2006年07月15日
●本当に言いたかったこと。
先月末、入社4年目のお姉ちゃんが退職した。
そのおねえちゃんが辞めること自体には特にこれといった感慨もない。やりたいことが見つかったって人を引き止めるなんてのは無粋なことだし、去年かなり辛そうだったし、家庭の事情で残業・出張は不可て言ってたらしいけど、もう勘弁、やりたくないってのも少なからずの本心としてあったんだろうと思う。
当日送れて21時から飲み会に合流し23時に場所を移動。そこでサッカー(ドイツ-アルゼンチン)を見ながら3時頃まで飲み、最後に各人からメッセージということになった。俺には来ないだろうと思っていたが急に指名され、言いたいことはあるのにまともなことも言えず終わってしまった。そんなわけで、本人がここを見ることは無いだろうが、その場で本当に言いたかったことをあらためてここでまとめてみる。
かなりまじめな話として、俺より若い連中が辞めると、後悔というか申し訳なさというか会社自体の器量の狭さを感じずにはいられない。結局この会社には彼女を一人前に育てようという土壌も気概も方針もなく、やりがいの無いただ辛いだけの仕事に突っ込み、結果としてこの会社に希望を見出せない彼女は去った。去年も彼女の同期が辞めている。俺は俺で今の状況を変えようと、とりあえず俺のまわりを楽しい仕事で埋めることからはじめるべく模索しているが、忙しさにかまけてなかなか先に進めることができないでいる。
そして間に合わなかった、と思う。
自分が楽しく暮らすために楽しい仕事を仕掛けようとしているのと同時に、まわりの人にもやりがいのある仕事をして欲しい。そして楽しいと思ってもらえるような環境を作りたい。しかし全然できてない。そして結局そういう環境が出来上がる前に彼女は辞めてしまった。それが後悔と申し訳なさにつながっている。彼女は辞めてしまったけど、どうにかして環境を変えていきたいと思う。
俺が本当に話したかったことはこんなようなことだった。
会社が人によって成り立つ以上、もっとも重要な要素は人材であるはずだ。その人材が、しかも若い人材が辞めていく。この状況に俺は会社の危機を感じるが、同じ思いを抱いている人はどれだけいるのだろうか。
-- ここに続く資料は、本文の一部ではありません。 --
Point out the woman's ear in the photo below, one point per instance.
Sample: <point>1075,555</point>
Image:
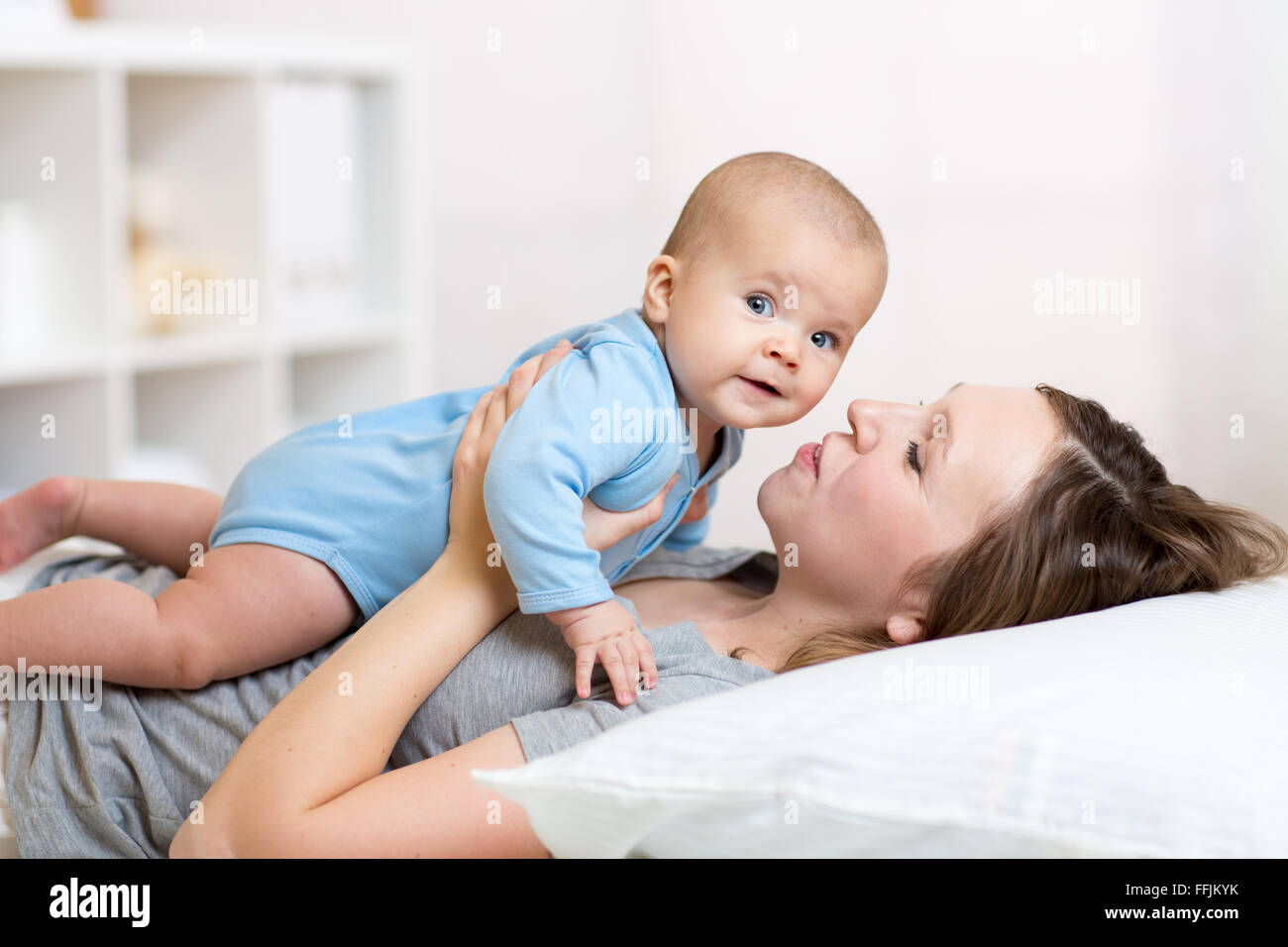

やりがいとは夢や情熱を傾けることのできる事柄だからこそ感じる気持ちであると思うし、管理職のメッセージを見る限り、それらは重要な要素であることは間違い無いのだろう。しかし残念ながら数字が先に立つのが今のわが社だ。
「数年後に何%の成長を目指す。売り上げはこれくらい、利益はこれくらいで、受注はこれぐらい。それを達成するために既存ビジネスを組み合わせて新しいビジネスを創出しよう。」
過日の部内会議1時間の要約。正直な話、これで済む。
数字から話を始めるあたり、この目標が達成できれば仕事なんて何でもいい、と言っているように聞こえたし、現実もそういう状況だったりする。数字に夢や情熱を見出せるのは巷の数学者くらいなものだと思うのだが、俺の言ってることは奇麗事で、現実を見れば「なんでもいいから数字を出す」「数字を出すためにどんな仕事でもやる」のが今の我々のスタンスなんだろう。結果、他社が逃げたような仕事に首を突っ込み滅茶苦茶になったり、親会社とのパワーゲームに負け大赤字になるような金額しか貰えなかったりしてる。
どうすればこの状況から脱却できるか。原因はどこにあるのか。
仕事の選択肢が徹底的に少ない。原因はここじゃないかと俺は思う。選択肢が増えれば親会社に屈する必要も無い。柱の業務が折れてもどうにか食いつなげることができるかもしれない。会社としての今後を考えながら進む方向、受ける仕事を選べるかもしれない。仕事の選択肢を増やすには、ウチの対外的な知名度を上げて引き合いを増やしていくてのが一手段だろう。(悪評判が広まる可能性もあるが)この状況を改善するための突破口はウェブだと信じて疑わない俺だが、今の仕事が一息つく10月以降は直談判してでもそっちの仕事をやるつもりだ。とりあえずは東京を中心に動くことになるだろう。
そしたらまずは麻布十番でカレーうどんを食わねば。
長々と書いてきましたが、実を言うとこれが本当に言いたかったことです。